Speaker
Description
The 14 beamlines for the phase I of High Energy Photon Source(HEPS) will produces more than 300PB/year raw data. Efficiently storing, analyzing, and sharing this huge amount of data presents a significant challenge for HEPS.
HEPS Computing and Communication System(HEPSCC), also called HEPS Computing Center, is an essential work group responsible for the IT R&D and services for the facility, including IT infrastructure, network, computing, analysis software, data preservation and management, public services etc. Aimed at addressing the significant challenge of large data volume, HEPSCC has designed and established a network and computing system, making great progress over the past two years.

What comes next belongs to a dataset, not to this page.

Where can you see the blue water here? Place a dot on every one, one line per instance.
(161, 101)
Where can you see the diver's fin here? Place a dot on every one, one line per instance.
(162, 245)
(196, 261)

For the IT infrastructure, A deliciated and high-standard machine room, with about 900㎡ floor space for more than 120 high-density racks in total has been ready for production since this August. The design of the network utilizes RoCE technology and a spine-leaf architecture. The data center network’s bandwidth can support speeds of up to 100Gb/s, fully meeting the demands of high- speed data exchange. To meet the requirements of data analysis scenarios for HEPS, a computing architecture is designed and deployed in three types, including Openstack, Kubernetes, and Slurm. Openstack integrates the virtual cloud desktop protocol to provide users with remote desktop access services, and supports users to use browsers to access windows/Linux desktop, running commercial visualization data analysis software. Kubernetes manages container clusters, and starts multiple methodological container images according to user analysis requirements. Slurm is used to support HPC computing services and meet users' offline data analysis needs.
Additionally, HEPSCC designed and developed two softwares for the data management and analysis, DOMAS and Daisy. DOMAS (Data Organization, Management and Accessing Software stack), which is aimed for automating the organization, transfer, storage, distribution and sharing of the scientific data for HEPS experiments, provides the features and functions for metadata catalogue, metadata ingestor, data transfer, data web portal. Daisy (Data Analysis Integrated Software System) is a data analysis software framework with a highly modular C++/Python architecture. Some online data analysis algorithms developed by HEPS beamlines have been integrated into Daisy successfully most of which were validated at the beamlines of BSRF (Beijing Synchrotron Radiation Facility) for the real-time data processing. Other data analysis algorithms/software will be continuously integrated to the framework in the future.
This year, the data and computing system has been deployed at HEPS Campus (Huairou District, Beijing). The integration and the verification of the whole system at HEPS were finished and achieved great success.